Audio processing landed in llama-server with Gemma-4

The Model Card says "multilingual support in over 140 languages" but I'm not sure if that is true for STT -- https://ai.google.dev/gemma/docs/core/model_card_4

[-]

citrusalex@reddit

Canary is even better and supports language selection.

[-]

Ylsid@reddit

Thanks for watching and hit subscribe

[-]

florinandrei@reddit

make shit up on silence

That's why it's called Whisper.

[-]

rhinodevil@reddit

Problems with the silence did not happen to me.. Maybe a configuration issue? Or using one of the smaller models? Is Parakeet also better than Whisper for other languages than English?

[-]

It makes me wonder what the tokenization process is like. There are lots of kinds of "silence", and most of it is really more like "ambient noise".
There probably isn't nearly enough labeling of ambient noise and high gain on the microphone. That stuff should probably get a few dozen tokens of its own, and explicit labels in the data.

[-]

Space_Pirate_R@reddit

Or use some sort of light preprocessing like a noise gate.

[-]

Ayumu_Kasuga@reddit

I don't know, I've tried both parakeet and whisper, and whisper in my experience is a lot better at understanding stuff like "commit to git"

[-]

EbbNorth7735@reddit

I did not know this. I should probably get a fastApi server going for it and test it out

[-]

justletmesignupalre@reddit

Yep, me too. I hope someone tries this

[-]

Cosmicdev_058@reddit

Honestly the thing I'm most excited about here is not the transcription quality, it's that I can stop babysitting a separate Whisper container. Running two inference processes side by side, splitting VRAM between them, restarting Whisper when it inevitably hangs on a long audio file at 2am. Collapsing that into one llama-server process is a genuine quality of life upgrade even if Gemma's STT is slightly worse right now.

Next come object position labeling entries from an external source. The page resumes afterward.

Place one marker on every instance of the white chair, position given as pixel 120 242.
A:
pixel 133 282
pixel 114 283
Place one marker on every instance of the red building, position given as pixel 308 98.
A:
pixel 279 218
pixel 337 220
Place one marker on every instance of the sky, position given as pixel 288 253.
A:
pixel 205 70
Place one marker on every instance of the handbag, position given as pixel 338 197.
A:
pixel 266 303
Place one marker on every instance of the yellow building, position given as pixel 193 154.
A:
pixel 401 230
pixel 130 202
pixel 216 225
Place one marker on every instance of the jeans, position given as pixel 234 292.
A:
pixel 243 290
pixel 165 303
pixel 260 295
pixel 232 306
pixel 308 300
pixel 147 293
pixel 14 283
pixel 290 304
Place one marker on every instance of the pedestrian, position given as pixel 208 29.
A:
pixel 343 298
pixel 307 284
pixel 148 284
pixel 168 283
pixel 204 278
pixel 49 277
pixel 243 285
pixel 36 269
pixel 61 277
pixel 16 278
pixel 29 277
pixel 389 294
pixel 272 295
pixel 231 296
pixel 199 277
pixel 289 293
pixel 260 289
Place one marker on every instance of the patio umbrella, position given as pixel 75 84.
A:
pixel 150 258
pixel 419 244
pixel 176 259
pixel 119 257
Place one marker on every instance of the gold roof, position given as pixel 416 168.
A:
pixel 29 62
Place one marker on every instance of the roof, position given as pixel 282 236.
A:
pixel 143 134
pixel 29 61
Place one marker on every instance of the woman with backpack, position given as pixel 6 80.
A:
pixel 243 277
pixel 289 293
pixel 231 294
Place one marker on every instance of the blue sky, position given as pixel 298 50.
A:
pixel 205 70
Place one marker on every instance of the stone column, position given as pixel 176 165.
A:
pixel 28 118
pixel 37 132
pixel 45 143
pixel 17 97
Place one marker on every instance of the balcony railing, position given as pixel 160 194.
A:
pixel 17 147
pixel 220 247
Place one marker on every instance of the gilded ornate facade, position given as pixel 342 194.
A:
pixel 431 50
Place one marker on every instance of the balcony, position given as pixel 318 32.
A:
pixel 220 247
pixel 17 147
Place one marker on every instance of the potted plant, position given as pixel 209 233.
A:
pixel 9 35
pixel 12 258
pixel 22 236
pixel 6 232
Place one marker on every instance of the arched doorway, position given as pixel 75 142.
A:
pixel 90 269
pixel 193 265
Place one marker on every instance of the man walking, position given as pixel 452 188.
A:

That said, Chromix_'s notes about it looping and dying on anything over 30 seconds is a bit concerning. I have a use case that needs to handle 10 to 15 minute recordings and that is a dealbreaker until it stabilizes. Going to keep running Whisper alongside it for now but will be watching the PRs closely.

[-]

GroundbreakingMall54@reddit

wait so native audio support actually works in llama.cpp now? this is huge. been waiting for this instead of having to spin up a whole separate whisper pipeline

[-]

srigi@reddit (OP)

Agree, with llama-server supporting this in its REST API, you can create "speak to your agent" (STT) solutions with fully local processing.

[-]

Protheu5@reddit

Can I do it on my phone? That would be incredibly helpful during trips abroad.

[-]

rm-rf-rm@reddit

But its only with Gemma E*B right? You cant use whisper, parakeet etc.?

[-]

Aerroon@reddit

I was able to use an older Voxtral model about a month ago.

[-]

RIP26770@reddit

Done ! Via llama-swap

[-]

iadanos@reddit

Could you please post an example?

[-]

ZootAllures9111@reddit

didn't the CLI already have this though? Isn't this just a matter of "they exposed an existing feature in their (still overly basic IMO) webui"?

[-]

WithoutReason1729@reddit

Your post is getting popular and we just featured it on our Discord! Come check it out!

You've also been given a special flair for your contribution. We appreciate your post!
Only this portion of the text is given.